Your discussion of the pendulum is smart, but also one-sided. You're entirely right that the corporations of this story serve the desires of people as a whole (although there's an interesting slippage between "the people" and individual people in your argument), but they _do_ also create those desires.

I like your post because it's getting at the complexity of the structure of advertising and marketing (in the stories, but also in real life). We _are_ sold things which we want, and if a company can figure out what we want, they'll do their best to make it and market it to us -- but it's simplistic at best and naive at worst to think that the feedback doesn't go both ways: they want to know what we want, but they create desires even as they investigate them.

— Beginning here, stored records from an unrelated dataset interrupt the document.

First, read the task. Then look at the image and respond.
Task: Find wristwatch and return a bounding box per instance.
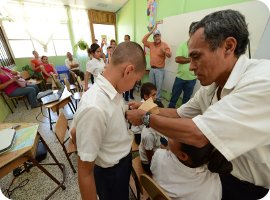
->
[142,112,151,128]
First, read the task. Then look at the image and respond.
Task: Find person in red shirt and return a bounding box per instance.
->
[40,56,58,81]
[0,66,39,108]
[30,50,42,79]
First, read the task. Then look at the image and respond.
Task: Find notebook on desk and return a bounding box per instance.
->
[0,128,16,154]
[41,76,65,105]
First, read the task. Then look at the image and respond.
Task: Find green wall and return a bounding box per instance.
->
[117,0,254,44]
[116,0,254,100]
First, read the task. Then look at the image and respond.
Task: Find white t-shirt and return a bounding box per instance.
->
[71,75,133,168]
[177,55,270,188]
[151,149,222,200]
[139,126,160,164]
[86,58,105,80]
[65,58,80,70]
[130,99,144,134]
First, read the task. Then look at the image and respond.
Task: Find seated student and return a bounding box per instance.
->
[41,56,58,82]
[65,52,84,84]
[84,43,105,90]
[0,66,39,108]
[30,51,42,79]
[138,82,168,174]
[151,139,232,200]
[131,82,164,145]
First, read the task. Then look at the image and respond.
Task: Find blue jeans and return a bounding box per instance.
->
[168,77,196,108]
[9,85,39,108]
[94,153,132,200]
[149,68,165,99]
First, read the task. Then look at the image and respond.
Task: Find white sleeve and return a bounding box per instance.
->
[65,59,70,69]
[74,106,106,162]
[86,60,93,73]
[141,126,155,150]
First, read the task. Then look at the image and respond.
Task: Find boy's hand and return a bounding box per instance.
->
[128,101,142,110]
[126,109,146,126]
[70,128,77,149]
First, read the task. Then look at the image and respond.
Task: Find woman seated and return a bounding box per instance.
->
[0,66,39,108]
[30,51,42,79]
[40,56,58,82]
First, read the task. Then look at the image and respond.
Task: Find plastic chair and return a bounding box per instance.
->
[54,112,77,173]
[140,174,171,200]
[0,91,28,113]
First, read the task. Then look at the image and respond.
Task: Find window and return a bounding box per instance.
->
[70,8,92,57]
[0,27,15,66]
[3,2,72,58]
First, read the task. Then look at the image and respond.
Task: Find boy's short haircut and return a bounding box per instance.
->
[141,82,157,99]
[111,42,146,71]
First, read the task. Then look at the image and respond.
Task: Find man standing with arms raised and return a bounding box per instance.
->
[142,25,172,100]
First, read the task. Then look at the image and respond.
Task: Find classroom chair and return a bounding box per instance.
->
[140,174,171,200]
[130,156,146,200]
[0,90,28,113]
[54,112,77,173]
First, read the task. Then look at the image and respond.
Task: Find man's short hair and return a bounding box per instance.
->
[191,9,249,57]
[111,42,146,71]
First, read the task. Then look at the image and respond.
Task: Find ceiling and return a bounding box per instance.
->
[6,0,128,12]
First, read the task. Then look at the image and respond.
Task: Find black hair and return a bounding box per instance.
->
[87,43,100,54]
[40,56,48,60]
[110,39,116,45]
[141,82,157,99]
[180,143,233,174]
[111,42,146,72]
[191,9,249,57]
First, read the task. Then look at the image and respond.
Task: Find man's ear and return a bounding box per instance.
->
[124,64,135,77]
[224,37,237,55]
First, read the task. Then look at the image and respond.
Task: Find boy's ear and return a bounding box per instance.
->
[177,152,188,161]
[124,64,135,77]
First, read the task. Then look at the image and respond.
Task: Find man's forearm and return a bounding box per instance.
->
[70,64,79,69]
[158,108,180,118]
[150,115,209,147]
[78,158,97,200]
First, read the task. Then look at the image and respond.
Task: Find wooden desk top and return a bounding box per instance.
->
[0,123,38,169]
[44,87,72,108]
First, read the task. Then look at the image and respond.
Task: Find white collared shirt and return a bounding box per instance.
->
[65,58,80,70]
[177,55,270,188]
[151,149,222,200]
[72,75,133,168]
[86,58,105,80]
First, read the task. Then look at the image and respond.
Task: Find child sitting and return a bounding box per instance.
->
[136,83,168,174]
[131,82,164,145]
[151,139,232,200]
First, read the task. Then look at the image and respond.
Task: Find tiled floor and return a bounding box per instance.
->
[0,92,158,200]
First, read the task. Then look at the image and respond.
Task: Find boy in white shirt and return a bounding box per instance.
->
[72,42,146,200]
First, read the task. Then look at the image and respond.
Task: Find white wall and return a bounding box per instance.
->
[158,1,270,92]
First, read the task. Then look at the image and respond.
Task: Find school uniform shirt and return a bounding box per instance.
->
[139,126,160,164]
[130,99,144,134]
[65,58,80,70]
[71,75,133,168]
[177,55,270,188]
[86,58,105,80]
[150,149,222,200]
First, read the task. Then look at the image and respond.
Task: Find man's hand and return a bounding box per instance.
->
[128,101,142,110]
[70,127,77,149]
[126,109,146,126]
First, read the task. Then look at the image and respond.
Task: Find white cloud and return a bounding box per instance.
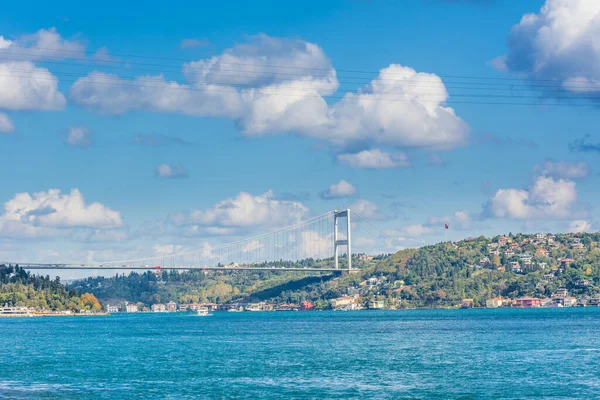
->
[0,189,123,237]
[94,47,119,63]
[401,224,434,237]
[337,149,410,169]
[569,219,593,233]
[156,164,188,179]
[503,0,600,92]
[0,28,75,110]
[168,191,308,235]
[0,28,85,61]
[152,244,183,256]
[0,113,15,133]
[349,199,383,219]
[65,126,93,147]
[535,160,591,179]
[0,61,66,110]
[70,35,469,150]
[486,176,577,220]
[321,179,356,199]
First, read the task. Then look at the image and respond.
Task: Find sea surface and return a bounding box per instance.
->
[0,308,600,399]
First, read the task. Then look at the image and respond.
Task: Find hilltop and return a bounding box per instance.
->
[0,265,102,312]
[70,233,600,308]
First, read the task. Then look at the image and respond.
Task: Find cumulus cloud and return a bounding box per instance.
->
[569,134,600,153]
[156,164,188,179]
[321,179,356,199]
[0,28,85,61]
[0,61,66,110]
[534,160,591,180]
[337,149,410,169]
[0,28,75,114]
[349,199,383,220]
[0,189,123,237]
[65,126,94,147]
[0,113,15,133]
[70,35,469,152]
[496,0,600,92]
[485,176,577,220]
[168,191,308,235]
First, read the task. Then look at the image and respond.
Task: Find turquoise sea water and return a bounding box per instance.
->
[0,308,600,399]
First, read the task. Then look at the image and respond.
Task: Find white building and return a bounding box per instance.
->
[125,304,137,312]
[106,305,119,313]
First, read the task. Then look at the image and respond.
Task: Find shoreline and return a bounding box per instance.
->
[0,313,110,318]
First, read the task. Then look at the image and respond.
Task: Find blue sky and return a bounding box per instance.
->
[0,0,600,276]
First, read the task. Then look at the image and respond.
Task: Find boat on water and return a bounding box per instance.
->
[197,307,212,317]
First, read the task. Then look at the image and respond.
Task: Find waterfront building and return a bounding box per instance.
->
[166,301,177,312]
[125,304,138,312]
[460,299,475,308]
[106,305,119,313]
[368,300,385,310]
[485,297,503,308]
[0,306,35,317]
[515,296,542,308]
[331,296,358,310]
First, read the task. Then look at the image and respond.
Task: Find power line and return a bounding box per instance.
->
[0,62,597,92]
[0,43,580,82]
[0,53,597,91]
[0,74,600,107]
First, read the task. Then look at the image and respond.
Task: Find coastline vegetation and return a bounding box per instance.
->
[0,265,102,312]
[69,233,600,309]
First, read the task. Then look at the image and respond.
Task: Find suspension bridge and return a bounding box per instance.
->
[5,209,398,273]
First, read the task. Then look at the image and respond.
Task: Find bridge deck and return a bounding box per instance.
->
[11,263,347,272]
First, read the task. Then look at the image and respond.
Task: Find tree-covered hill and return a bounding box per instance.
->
[0,265,102,311]
[70,233,600,308]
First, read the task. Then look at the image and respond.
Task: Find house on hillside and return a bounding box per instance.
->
[515,296,542,308]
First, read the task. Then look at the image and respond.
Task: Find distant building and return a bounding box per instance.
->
[152,304,167,312]
[106,305,119,313]
[485,297,502,308]
[368,300,385,310]
[552,288,569,299]
[515,296,542,308]
[460,299,475,308]
[125,304,137,312]
[560,258,575,267]
[331,296,358,310]
[535,247,550,257]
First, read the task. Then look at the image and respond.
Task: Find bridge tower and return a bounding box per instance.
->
[333,208,352,270]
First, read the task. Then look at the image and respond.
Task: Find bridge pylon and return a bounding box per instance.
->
[333,208,352,271]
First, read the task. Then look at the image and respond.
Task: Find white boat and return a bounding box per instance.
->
[198,307,212,317]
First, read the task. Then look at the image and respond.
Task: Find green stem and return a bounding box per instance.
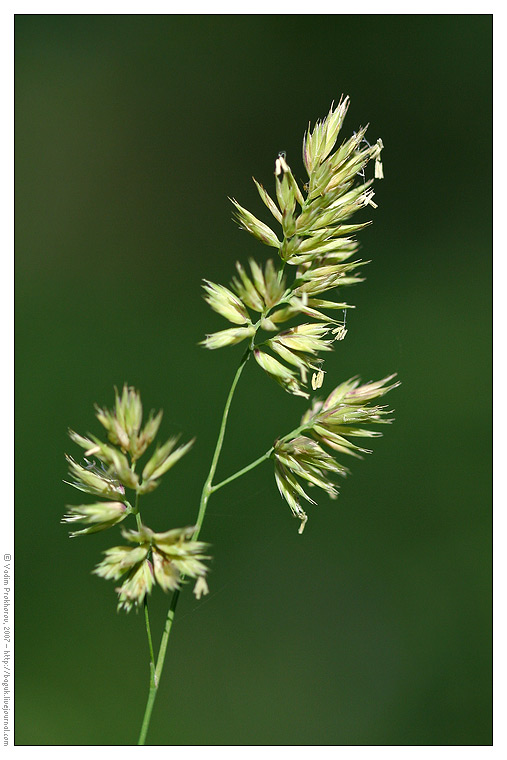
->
[211,446,274,493]
[137,342,255,746]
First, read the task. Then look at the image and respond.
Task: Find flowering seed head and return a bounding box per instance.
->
[61,501,132,538]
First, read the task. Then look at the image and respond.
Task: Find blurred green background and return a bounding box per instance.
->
[15,15,492,745]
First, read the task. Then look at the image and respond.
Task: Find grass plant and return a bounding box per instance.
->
[62,98,399,745]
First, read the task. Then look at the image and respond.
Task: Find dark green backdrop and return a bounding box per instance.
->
[16,15,492,745]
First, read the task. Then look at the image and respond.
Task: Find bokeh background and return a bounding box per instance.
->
[15,15,492,745]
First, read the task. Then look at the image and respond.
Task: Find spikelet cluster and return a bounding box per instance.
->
[93,525,209,612]
[202,98,383,398]
[273,375,399,533]
[62,385,207,612]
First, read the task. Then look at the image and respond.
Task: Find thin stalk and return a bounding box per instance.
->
[211,446,274,493]
[137,342,255,746]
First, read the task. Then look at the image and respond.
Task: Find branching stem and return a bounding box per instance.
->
[138,342,254,746]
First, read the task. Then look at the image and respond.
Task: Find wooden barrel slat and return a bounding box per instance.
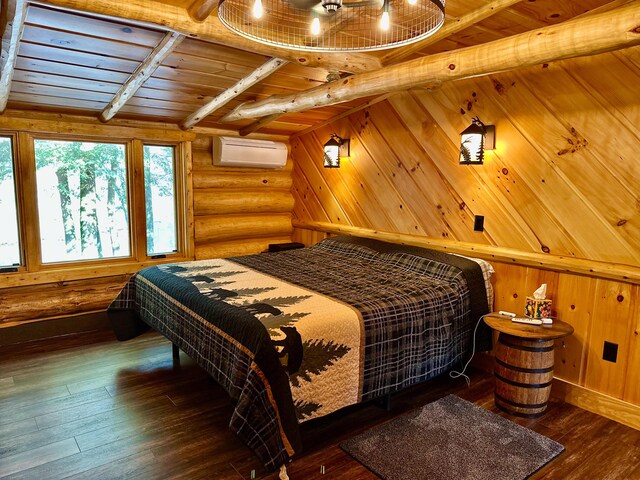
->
[495,333,554,417]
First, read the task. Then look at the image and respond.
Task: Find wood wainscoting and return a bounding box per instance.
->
[293,222,640,428]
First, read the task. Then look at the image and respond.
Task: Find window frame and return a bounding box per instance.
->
[0,130,194,286]
[0,131,27,274]
[142,141,187,259]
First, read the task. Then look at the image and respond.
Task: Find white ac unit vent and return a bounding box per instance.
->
[213,137,287,168]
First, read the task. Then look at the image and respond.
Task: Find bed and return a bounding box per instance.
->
[108,236,493,470]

Perfect example: the pharmaceutical industry. Drug advertisements on TV, in all their truncated, mindless glory, are made to think that you'll feel better on their (new, purple, patented) pill, rather than on the other guy's (old, tan, unpatented but therapeutically identical) pill. I'm oversimplifying, but there's a _reason_ why the pharmaceutical industry spends more on marketing than on R&D...

Yomi said...

Since Adam referenced the pharmaceautical industry i've been given divine direction to comment on this blog. I just posted my blog #8 and Interestingly enough, i chose the same two books you chose to compare. I wish i had read your post prior to writing mine because it makes a lot of interesting points. On the flipside of your argument i would agree more along the lines of what adam is saying. It is true that people possess desires and are ultimately the ones who supply the capital for said items but i think nowadays we've sacrificed a lot of our individual desires for those planted in our heads through advertisements real similar to the pharmaceutical ones Adam mentions. Don't get me wrong, i dont need a commercial to tell me Twix are freaking delicious, but i didnt come up with the idea for chocolate caramel cookie bars if you get my drift.